The next morning, when Dr. Pollack and her team entered the room, she looked at us, it was Heather and I, the core of our family, waking up from the long first night after surgery, a large smile on her face, Dr. Pollack simply exclaimed, “it’s all gone”. The only thing I can remember mustering was, “are you serious?”. She said, yep, all gone. In surgery, she had received the initial pathology reports that showed it was not the hemangioblastoma and that it was a cancerous tumor and appeared very cystic, in her words, “I knew this was my shot at it, so I went back in slowly went for it”. She asked if I wanted to see it, I said absolutely, we looked at the scans from the pre and post-op MRI, and sure enough, the tumor was removed. We discussed how this was not the intended outcome of the surgery, but based on the initial results of the pathology and the position, her access to it and everything that makes her a great neurosurgeon, she was able to go for it and removed it all. You could tell she was as genuine about these results as Heather and I were. You cannot fake the care and concern for patients lives in the way she was reacting to this news with us.

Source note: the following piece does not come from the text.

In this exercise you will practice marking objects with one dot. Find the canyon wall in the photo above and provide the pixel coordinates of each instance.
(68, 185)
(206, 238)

Not in a way that made her seem any less of a great doctor, but she was reacting in the way that makes her seem more like a great person. She was even so gracious as to say I did amazing yesterday, as if that would play any role in the outcome, but she insisted I did well and because of that “TODAY IS A NEW DAY”.
It was in this life changing series of events, that we again learned about the Grace of God. It was in this simple and life altering way, the words of Dr. Fromke, the on-call neurosurgeon we had met a week before when discovering the tumor, told us that God’s Grace was Enough and God’s Grace was Sufficient had come to fruition. The plan and desired outcome of surgery were not what we had anticipated, but God’s plans were made perfect because God’s Grace was Enough, God’s Grace was Sufficient and now, TODAY IS A NEW DAY!